2007-11-10 Thread Jeremy Cole

Hi Moritz,


Thus, my questions:
- what's wrong with that query? I know they are big tables, but 
according to EXPLAIN, this should be fast enough, because mysql's seeing 
the indexes just fine.


As others have said, likely nothing wrong with the query per se.  It 
just sounds like you're hitting disk instead of cache.


- how can i tell mysql to switch off whatever cache or performance thing 
it is that makes debugging such a PITA? is there a way to disable it 
just for this query? (SELECT SQL_NO_CACHE doesn't seem to make a difference)

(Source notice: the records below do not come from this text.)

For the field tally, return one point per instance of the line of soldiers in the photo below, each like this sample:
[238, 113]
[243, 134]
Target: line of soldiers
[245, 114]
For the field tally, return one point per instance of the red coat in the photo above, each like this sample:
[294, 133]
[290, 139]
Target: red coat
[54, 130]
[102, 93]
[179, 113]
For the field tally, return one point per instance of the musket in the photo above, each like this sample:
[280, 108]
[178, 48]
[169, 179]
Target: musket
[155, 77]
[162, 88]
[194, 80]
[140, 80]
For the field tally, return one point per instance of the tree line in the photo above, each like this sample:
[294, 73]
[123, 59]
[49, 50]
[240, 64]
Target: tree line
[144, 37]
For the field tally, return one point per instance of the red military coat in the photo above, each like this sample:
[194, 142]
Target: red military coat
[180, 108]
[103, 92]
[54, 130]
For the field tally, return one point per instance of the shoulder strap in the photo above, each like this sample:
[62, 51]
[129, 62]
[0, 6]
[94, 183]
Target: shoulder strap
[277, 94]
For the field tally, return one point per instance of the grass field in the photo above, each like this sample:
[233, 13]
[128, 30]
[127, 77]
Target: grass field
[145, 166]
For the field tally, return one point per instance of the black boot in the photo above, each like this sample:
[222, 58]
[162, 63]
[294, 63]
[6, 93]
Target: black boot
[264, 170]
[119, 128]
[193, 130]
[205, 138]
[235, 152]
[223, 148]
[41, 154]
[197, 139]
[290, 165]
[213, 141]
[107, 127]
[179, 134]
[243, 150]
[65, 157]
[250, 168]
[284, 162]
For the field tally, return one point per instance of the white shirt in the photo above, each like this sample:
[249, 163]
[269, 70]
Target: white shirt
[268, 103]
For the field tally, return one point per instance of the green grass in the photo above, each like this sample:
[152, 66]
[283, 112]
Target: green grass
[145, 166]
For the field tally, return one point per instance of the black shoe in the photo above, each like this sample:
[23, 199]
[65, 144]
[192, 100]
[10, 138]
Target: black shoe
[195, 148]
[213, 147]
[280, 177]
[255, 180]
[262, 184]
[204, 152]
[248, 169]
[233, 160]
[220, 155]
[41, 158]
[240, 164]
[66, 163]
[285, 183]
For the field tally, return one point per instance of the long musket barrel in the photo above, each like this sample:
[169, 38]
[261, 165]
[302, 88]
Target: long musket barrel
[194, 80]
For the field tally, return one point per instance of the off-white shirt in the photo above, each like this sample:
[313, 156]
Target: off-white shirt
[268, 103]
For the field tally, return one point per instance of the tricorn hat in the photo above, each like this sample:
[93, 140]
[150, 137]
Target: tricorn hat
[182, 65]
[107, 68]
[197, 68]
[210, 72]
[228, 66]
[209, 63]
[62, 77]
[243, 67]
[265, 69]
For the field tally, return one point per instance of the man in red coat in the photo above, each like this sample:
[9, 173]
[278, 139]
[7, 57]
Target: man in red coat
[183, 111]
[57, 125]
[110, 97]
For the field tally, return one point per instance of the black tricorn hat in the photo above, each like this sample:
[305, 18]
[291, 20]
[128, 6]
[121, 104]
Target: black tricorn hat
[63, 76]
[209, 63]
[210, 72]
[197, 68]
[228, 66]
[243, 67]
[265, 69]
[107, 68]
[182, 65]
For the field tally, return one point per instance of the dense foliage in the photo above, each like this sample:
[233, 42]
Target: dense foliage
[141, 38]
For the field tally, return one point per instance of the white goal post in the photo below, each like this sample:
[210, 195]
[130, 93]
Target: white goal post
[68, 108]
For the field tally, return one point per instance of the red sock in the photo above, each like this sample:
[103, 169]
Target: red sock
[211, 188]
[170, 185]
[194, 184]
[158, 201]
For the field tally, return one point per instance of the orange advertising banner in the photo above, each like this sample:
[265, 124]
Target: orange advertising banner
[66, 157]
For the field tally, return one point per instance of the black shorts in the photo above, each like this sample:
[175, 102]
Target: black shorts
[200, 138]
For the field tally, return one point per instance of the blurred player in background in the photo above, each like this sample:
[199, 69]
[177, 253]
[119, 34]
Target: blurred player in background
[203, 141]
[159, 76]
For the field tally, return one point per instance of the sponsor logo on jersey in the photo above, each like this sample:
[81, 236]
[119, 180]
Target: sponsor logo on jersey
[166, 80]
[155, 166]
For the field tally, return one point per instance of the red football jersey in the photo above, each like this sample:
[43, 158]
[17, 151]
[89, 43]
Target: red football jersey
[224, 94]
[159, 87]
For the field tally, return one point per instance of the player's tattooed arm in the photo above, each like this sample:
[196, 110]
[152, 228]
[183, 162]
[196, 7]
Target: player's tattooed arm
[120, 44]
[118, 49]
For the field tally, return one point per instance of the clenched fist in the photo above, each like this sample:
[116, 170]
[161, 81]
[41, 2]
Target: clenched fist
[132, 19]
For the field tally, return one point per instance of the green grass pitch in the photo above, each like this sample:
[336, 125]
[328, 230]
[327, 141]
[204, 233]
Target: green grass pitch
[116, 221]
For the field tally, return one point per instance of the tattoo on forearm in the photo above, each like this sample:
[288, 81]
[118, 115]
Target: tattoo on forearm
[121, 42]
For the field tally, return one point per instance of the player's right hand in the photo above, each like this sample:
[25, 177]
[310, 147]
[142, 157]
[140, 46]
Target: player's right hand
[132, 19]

There are a few caches at play here:

1. query cache - caches entire query results; not what you're hitting here

2. storage engine caches - key_buffer_size for MyISAM and 
innodb_buffer_pool_size for InnoDB; caches index data for MyISAM and 
index and row data (technically pages) for InnoDB


3. OS disk cache; caches any data accessed from disk, not tunable for 
MyISAM, tunable using innodb_flush_method=O_DIRECT for InnoDB


I would think what is happening is that you don't have a large enough 
cache at level 2 above, which means your data doesn't fit in cache 
inside MySQL, so it gets cached in the OS at level 3, which is rather 
fickle and will page things out when you may not expect it.


Alternately, your system is busy enough that things still get paged out 
at level 2 above in which case the solution isn't necessarily as simple.